If α and β are the roots of the equation 375x² - 25x - 2 = 0, then limn→∞Σr=1n αr + limn→∞Σr=1n βr is equal to?

Correct option is C. 112
Step 1: Find the sum of infinite G.P's:
(α + α² + ..upto infinite terms) + (β + β² +..upto infinite terms) = α/(1 - α) + β/(1 - β)
S = α + β - 2αβ/(1 - (α + β) + αβ)
Step 2: Find the relation between roots and coefficient's of quadratic:
375x² - 25x - 2 = 0
α + β = 25/375, αβ = -2/375
Step 3: Find the value of sum using above relations:
S = 25/375 + (-2/375) / (1 - 25/375 -2/375)

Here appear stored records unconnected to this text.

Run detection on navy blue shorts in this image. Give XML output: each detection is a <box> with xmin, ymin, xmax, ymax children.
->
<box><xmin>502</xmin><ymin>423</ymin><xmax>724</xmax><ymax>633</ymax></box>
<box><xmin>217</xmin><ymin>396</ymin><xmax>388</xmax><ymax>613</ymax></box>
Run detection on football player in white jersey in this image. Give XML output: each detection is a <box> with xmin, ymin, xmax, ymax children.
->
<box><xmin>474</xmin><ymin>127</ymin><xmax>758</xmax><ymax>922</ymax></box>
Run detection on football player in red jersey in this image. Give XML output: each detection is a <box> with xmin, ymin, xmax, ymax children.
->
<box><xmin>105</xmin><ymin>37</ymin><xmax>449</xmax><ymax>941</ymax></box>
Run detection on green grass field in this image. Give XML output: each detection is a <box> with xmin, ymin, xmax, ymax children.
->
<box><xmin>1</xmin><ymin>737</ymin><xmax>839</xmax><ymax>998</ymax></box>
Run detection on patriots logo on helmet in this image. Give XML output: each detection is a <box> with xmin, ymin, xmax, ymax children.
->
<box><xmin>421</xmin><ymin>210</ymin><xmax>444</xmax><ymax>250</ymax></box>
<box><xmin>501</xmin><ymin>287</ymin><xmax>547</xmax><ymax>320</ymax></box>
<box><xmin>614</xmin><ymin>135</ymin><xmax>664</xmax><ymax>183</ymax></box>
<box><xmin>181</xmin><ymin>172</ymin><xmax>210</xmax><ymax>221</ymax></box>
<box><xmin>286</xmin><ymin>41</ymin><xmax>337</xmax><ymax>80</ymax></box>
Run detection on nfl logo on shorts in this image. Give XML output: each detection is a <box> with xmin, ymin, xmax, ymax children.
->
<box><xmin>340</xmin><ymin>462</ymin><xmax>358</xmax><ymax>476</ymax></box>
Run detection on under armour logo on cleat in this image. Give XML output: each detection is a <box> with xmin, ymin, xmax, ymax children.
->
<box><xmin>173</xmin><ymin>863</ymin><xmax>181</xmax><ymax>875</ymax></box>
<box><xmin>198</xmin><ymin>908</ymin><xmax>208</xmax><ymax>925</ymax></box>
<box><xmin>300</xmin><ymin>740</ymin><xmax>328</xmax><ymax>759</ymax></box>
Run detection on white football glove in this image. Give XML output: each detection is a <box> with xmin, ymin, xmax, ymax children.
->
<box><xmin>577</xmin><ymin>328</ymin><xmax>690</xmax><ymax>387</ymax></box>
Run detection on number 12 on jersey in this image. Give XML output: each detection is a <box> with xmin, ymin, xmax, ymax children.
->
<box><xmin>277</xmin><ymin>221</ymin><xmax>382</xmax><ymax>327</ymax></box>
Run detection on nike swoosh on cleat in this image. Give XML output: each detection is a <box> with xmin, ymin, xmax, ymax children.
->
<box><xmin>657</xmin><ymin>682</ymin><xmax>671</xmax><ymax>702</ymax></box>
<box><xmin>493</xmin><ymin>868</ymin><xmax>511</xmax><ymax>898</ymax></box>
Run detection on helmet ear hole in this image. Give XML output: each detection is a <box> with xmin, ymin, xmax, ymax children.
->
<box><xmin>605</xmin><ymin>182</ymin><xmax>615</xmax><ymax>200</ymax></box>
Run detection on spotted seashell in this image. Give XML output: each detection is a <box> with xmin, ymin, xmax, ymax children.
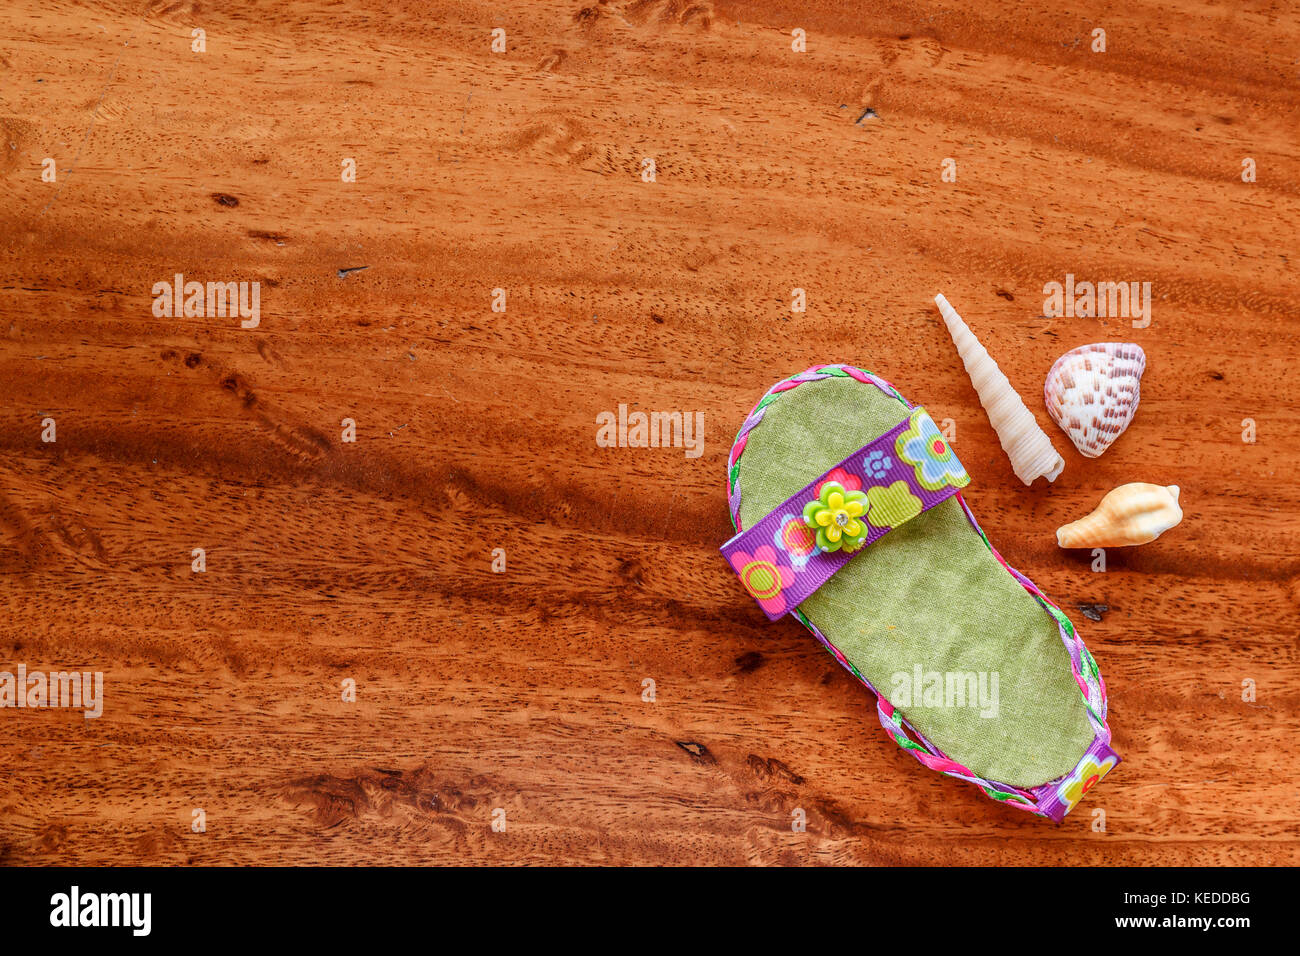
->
<box><xmin>1043</xmin><ymin>343</ymin><xmax>1146</xmax><ymax>458</ymax></box>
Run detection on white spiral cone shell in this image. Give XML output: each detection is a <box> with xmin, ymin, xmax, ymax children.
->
<box><xmin>935</xmin><ymin>294</ymin><xmax>1065</xmax><ymax>486</ymax></box>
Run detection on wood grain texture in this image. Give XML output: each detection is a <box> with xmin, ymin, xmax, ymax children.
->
<box><xmin>1</xmin><ymin>0</ymin><xmax>1298</xmax><ymax>865</ymax></box>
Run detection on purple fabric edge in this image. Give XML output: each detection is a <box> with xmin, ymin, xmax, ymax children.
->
<box><xmin>1030</xmin><ymin>737</ymin><xmax>1122</xmax><ymax>823</ymax></box>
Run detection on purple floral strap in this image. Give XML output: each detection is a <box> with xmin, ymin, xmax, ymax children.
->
<box><xmin>721</xmin><ymin>407</ymin><xmax>971</xmax><ymax>620</ymax></box>
<box><xmin>1030</xmin><ymin>737</ymin><xmax>1121</xmax><ymax>822</ymax></box>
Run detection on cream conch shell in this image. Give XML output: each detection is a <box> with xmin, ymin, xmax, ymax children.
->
<box><xmin>935</xmin><ymin>294</ymin><xmax>1065</xmax><ymax>485</ymax></box>
<box><xmin>1056</xmin><ymin>482</ymin><xmax>1183</xmax><ymax>548</ymax></box>
<box><xmin>1044</xmin><ymin>343</ymin><xmax>1146</xmax><ymax>458</ymax></box>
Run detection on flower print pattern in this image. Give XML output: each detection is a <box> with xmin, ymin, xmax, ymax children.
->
<box><xmin>864</xmin><ymin>480</ymin><xmax>922</xmax><ymax>530</ymax></box>
<box><xmin>863</xmin><ymin>449</ymin><xmax>893</xmax><ymax>480</ymax></box>
<box><xmin>815</xmin><ymin>466</ymin><xmax>862</xmax><ymax>495</ymax></box>
<box><xmin>1056</xmin><ymin>753</ymin><xmax>1117</xmax><ymax>813</ymax></box>
<box><xmin>773</xmin><ymin>513</ymin><xmax>818</xmax><ymax>568</ymax></box>
<box><xmin>802</xmin><ymin>481</ymin><xmax>868</xmax><ymax>553</ymax></box>
<box><xmin>895</xmin><ymin>409</ymin><xmax>969</xmax><ymax>491</ymax></box>
<box><xmin>727</xmin><ymin>544</ymin><xmax>796</xmax><ymax>617</ymax></box>
<box><xmin>724</xmin><ymin>409</ymin><xmax>970</xmax><ymax>620</ymax></box>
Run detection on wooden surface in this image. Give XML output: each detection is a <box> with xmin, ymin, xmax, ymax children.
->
<box><xmin>2</xmin><ymin>0</ymin><xmax>1298</xmax><ymax>866</ymax></box>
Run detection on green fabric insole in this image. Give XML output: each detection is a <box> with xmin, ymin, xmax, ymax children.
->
<box><xmin>736</xmin><ymin>375</ymin><xmax>1095</xmax><ymax>787</ymax></box>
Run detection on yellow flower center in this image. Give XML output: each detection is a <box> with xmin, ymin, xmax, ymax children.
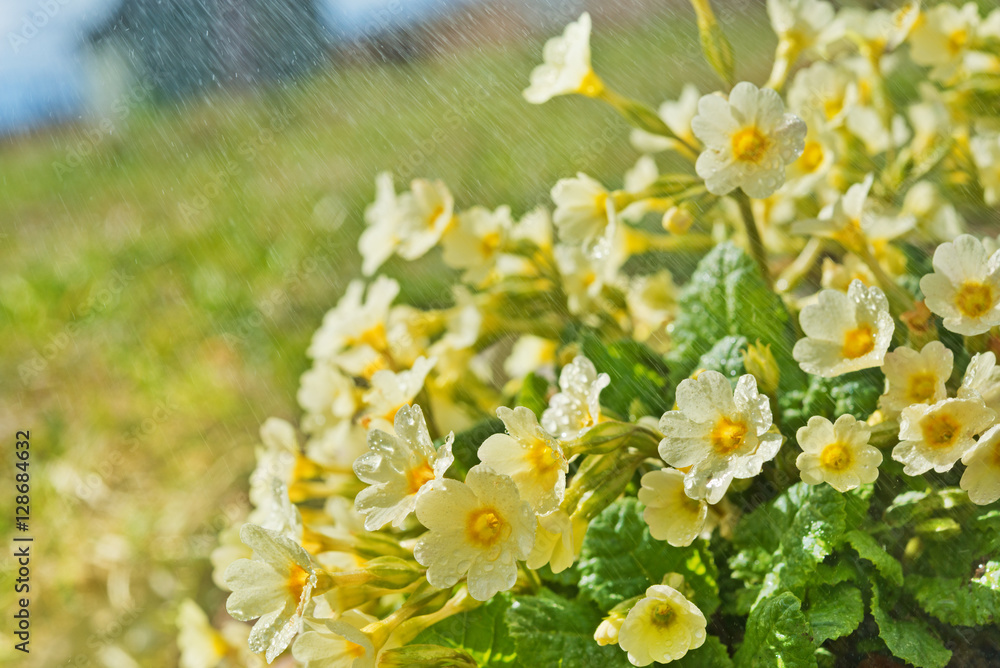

S = 25/375 - 4/375 / (350/375)
S = 21/375 / (350/375)
S = 21/350
S = 3/50
S = 0.06
Let's correct the solution
Step 1: Find the sum of infinite G.P's:
(α + α² + ..upto infinite terms) + (β + β² + ..upto infinite terms) = α/(1 - α) + β/(1 - β)
This simplifies to (α + β - 2αβ)/(1 - (α + β) + αβ)
Step 2: Find the relation between roots and coefficients of quadratic:
375x² - 25x - 2 = 0
α + β = 25/375 = 1/15
αβ = -2/375
Step 3: Find the value of sum using above relations:
S = (1/15 + 2/375) / (1 - 1/15 + 2/375) = (25 + 2) / 375 / (375 - 25 + 2)/375 = 27/352
S = (1/15 - 4/375)/(1 - 1/15 + 2/375) = (25 - 4)/375/(375 - 25 + 2)/375 = 21/352 ≈ 0.0596
Let's re-examine the sum of infinite GP's:
Sum = α/(1-α) + β/(1-β) = (α(1-β) + β(1-α))/(1-α)(1-β) = (α - αβ + β - αβ)/(1 - α - β + αβ) = (α + β - 2αβ)/(1 - (α + β) + αβ)
Substituting the values:
Sum = (1/15 + 4/375)/(1 - 1/15 + 2/375) = (25 + 4)/375 / (375 - 25 -2)/375 = 29/348 ≈ 0.0833
However, the sum of infinite geometric series is given by a/(1-r), where 'a' is the first term and 'r' is the common ratio. Thus we have:
S = α/(1-α) + β/(1-β) = (α - αβ + β - αβ)/(1 -α -β +αβ) = (α + β -2αβ)/(1 - (α+β) + αβ) = (1/15 + 4/375) / (1 - 1/15 + 2/375) = (29/375) / (352/375) = 29/352
This is approximately 0.0826. None of the options match this value. Let's check the problem statement and the options once again. There appears to be an error in either the question or the provided solution.
There might be a mistake in the question or the given options. The calculation seems correct.